Капитан. Войну закончил в Берлине. Привез овчарку из псарни Геринга. Она по-русски не понимала, так он, знаешь, говорил с ней на идиш. Зигфрид – звали овчарку. Откликалась на идиш. «Гей ци мир, а гитер хинделе». Хороший был человек. И за ним особо ухаживать не требовалось, сам приноровился все делать. Лихо на кресле разъезжал, хоть в цирке выступать. Я ему только мыться помогал, потому что намыленному инвалиду трудно из ванны выбираться. А ноги ему не на войне оторвало, это потом, гораздо позже отняли, на почве диабета. Да, отличный мужик был. До последней минуты в своем уме – это, Сеня, дорогого стоит.
Вот у меня после него одна старуха была, милая такая бабка, но с сильно отъехавшей башкой… Так она почет любила. Бывало, притащу ей из супера кошелки с продуктами, а она мне: «Рядовой Корнейчук, сдать вахту, отчитаться за смену». Это она меня Корнейчуком звала. Мой дед Залман Меирович, которого гайдамаки саблями построгали, в гробу переворачивался.

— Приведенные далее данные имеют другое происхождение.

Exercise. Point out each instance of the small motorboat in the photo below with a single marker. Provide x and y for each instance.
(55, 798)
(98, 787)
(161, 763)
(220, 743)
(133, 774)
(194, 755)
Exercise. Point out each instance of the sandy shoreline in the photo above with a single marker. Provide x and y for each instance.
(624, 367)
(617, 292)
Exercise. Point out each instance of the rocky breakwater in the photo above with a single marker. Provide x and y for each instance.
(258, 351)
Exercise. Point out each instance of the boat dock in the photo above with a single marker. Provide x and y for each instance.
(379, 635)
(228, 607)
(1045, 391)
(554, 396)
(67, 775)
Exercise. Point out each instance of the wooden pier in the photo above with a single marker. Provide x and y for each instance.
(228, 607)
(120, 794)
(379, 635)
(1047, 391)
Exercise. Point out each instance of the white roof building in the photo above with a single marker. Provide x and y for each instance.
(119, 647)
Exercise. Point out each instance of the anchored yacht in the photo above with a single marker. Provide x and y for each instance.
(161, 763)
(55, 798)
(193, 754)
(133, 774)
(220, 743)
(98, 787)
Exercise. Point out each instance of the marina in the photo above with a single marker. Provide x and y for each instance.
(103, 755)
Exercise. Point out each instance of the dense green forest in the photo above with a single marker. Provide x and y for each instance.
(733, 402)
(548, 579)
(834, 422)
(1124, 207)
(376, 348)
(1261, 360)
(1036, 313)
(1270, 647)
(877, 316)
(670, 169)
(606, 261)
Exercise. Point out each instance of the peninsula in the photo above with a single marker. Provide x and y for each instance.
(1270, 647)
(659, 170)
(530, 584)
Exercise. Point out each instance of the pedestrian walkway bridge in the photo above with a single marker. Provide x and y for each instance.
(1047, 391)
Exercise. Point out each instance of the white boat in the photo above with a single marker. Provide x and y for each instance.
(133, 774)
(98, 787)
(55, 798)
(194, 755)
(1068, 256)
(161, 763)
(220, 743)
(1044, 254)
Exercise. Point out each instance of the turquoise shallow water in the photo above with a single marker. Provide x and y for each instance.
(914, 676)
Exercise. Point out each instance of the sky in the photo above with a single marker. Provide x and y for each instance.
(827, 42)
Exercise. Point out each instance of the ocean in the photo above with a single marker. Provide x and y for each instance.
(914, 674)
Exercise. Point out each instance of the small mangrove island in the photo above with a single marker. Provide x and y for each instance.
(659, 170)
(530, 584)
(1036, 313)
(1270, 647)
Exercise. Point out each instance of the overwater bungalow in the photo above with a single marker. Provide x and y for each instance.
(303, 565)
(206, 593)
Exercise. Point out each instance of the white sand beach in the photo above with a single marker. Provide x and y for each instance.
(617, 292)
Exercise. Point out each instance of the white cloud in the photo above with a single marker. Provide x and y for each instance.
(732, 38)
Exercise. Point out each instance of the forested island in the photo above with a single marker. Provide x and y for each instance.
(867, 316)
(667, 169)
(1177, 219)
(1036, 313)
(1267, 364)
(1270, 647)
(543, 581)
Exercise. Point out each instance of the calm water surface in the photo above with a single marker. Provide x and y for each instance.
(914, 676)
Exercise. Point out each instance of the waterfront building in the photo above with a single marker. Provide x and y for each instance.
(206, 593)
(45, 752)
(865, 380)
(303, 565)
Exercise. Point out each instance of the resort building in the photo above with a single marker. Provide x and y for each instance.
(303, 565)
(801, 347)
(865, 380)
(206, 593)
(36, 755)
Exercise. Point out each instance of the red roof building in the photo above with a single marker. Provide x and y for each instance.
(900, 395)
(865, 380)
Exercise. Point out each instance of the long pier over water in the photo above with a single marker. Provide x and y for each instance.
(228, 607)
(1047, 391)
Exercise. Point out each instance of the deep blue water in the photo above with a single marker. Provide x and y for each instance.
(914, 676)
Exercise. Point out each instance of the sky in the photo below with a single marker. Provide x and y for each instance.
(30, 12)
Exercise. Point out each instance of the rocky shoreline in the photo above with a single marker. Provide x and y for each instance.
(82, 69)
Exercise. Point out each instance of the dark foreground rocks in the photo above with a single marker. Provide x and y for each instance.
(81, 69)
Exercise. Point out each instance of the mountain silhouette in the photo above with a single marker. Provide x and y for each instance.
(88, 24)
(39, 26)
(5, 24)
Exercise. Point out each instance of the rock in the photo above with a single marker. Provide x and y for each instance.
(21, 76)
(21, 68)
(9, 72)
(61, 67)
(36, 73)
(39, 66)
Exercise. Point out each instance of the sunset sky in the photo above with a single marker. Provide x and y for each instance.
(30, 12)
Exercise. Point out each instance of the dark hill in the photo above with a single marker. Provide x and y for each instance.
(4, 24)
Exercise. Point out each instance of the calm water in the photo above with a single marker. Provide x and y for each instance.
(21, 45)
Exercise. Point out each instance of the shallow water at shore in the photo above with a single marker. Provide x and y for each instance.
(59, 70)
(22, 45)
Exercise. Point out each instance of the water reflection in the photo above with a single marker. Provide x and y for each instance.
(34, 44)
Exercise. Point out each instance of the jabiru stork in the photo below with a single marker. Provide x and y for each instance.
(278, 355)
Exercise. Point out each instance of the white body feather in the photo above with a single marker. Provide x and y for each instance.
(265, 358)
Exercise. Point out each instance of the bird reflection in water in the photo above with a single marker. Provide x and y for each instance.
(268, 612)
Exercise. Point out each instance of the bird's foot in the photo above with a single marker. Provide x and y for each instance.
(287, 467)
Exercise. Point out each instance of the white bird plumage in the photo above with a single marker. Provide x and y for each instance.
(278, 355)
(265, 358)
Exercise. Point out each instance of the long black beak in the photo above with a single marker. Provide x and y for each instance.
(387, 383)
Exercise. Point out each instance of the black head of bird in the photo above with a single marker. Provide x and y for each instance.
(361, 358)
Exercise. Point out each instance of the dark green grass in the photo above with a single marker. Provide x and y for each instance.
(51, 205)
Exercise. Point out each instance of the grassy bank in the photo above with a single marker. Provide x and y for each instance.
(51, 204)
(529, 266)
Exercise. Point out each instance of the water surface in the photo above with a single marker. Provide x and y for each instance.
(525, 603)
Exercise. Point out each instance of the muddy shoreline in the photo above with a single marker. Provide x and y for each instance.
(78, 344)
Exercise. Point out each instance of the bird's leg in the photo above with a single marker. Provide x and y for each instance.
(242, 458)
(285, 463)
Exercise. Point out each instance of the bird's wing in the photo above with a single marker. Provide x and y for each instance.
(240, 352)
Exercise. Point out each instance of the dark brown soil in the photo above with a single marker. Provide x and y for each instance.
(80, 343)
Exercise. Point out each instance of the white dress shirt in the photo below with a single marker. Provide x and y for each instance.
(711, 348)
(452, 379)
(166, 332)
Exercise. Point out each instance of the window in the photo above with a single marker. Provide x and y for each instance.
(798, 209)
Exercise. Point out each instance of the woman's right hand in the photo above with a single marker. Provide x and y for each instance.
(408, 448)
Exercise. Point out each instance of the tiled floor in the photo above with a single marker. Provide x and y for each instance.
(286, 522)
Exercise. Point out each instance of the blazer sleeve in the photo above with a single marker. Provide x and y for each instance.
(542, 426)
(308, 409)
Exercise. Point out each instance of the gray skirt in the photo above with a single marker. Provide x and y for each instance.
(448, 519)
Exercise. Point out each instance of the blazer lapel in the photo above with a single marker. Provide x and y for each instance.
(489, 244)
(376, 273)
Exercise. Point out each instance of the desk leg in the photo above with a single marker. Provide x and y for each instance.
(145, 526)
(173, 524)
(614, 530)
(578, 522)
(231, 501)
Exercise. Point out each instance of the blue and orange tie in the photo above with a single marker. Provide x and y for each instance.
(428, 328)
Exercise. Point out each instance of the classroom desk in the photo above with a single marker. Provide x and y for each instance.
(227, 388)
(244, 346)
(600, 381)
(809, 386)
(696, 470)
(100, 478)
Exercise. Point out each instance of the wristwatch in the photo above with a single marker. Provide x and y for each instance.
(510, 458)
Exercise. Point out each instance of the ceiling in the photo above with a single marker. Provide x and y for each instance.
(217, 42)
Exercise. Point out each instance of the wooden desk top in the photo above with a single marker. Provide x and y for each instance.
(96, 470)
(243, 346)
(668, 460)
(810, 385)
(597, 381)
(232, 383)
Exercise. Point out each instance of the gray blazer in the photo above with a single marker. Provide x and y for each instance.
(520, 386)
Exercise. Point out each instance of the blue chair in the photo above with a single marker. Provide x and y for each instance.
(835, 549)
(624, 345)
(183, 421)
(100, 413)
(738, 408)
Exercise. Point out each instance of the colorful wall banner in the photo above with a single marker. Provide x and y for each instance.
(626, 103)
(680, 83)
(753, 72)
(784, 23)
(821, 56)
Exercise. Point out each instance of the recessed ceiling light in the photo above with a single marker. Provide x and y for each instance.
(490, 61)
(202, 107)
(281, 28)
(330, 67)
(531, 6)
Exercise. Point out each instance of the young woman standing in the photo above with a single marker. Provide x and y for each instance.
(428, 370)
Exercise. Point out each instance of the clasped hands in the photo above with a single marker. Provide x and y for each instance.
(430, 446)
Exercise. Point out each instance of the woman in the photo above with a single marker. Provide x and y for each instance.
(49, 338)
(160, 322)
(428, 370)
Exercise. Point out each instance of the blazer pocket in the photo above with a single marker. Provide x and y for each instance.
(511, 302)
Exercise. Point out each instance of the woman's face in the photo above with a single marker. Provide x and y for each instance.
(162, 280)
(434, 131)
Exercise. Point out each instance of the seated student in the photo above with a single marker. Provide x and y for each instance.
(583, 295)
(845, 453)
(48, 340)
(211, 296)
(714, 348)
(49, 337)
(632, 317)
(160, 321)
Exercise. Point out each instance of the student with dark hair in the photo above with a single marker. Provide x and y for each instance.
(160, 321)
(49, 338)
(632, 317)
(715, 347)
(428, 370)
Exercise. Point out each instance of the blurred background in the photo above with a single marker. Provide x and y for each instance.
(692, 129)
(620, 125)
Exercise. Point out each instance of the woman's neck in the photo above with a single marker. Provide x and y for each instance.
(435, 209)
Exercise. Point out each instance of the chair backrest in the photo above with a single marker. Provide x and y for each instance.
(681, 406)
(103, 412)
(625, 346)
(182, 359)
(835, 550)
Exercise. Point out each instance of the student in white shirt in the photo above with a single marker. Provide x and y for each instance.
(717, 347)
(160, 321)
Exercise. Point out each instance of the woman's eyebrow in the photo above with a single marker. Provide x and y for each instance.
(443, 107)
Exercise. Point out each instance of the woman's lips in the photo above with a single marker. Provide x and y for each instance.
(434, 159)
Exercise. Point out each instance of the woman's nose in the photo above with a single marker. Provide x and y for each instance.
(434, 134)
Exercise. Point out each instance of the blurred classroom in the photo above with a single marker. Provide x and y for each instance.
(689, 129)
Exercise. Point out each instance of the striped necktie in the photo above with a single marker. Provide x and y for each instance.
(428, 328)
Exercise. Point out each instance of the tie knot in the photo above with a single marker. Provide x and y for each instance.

Я у нее посменно – то днем, то ночью дежурил. Днем еще ничего, а ночи тяжелые. Однажды задремал на полчасика, а она с кровати упала, все лицо в кровь расшибла. Сижу я, холодные примочки ей делаю, а она вдруг с таким стоном жалобным: «Почему матросы не приветствуют меня?»
Я от жалости чуть не заплакал, Сеня. Ну, думаю, старость, сучья ты доля… Бросил тряпку в тазик с водой, вытянулся во фрунт, честь отдал, да как гаркну: «Матросы краснознаменного Балтийского флота выстроены для приветствия Фани Моисеевны Фишман! Р-ра-а! Р-ра-а! Р-ра-а!..»
И смех и грех…
Это потом уже, на похоронах, мне ее дочь рассказала: семью у старухи в Виннице немцы расстреляли. Пока сама она по комсомольской части какой-то транспорт сопровождала… Да всей семьи-то – мать и годовалая дочка. Ну и она в партизаны ушла, а потом каким-то образом к действующей армии прибилась и до конца войны благополучно провоевала, причем то ли стрелком, то ли сапером – какое-то вполне мужское военное дело. Так-то…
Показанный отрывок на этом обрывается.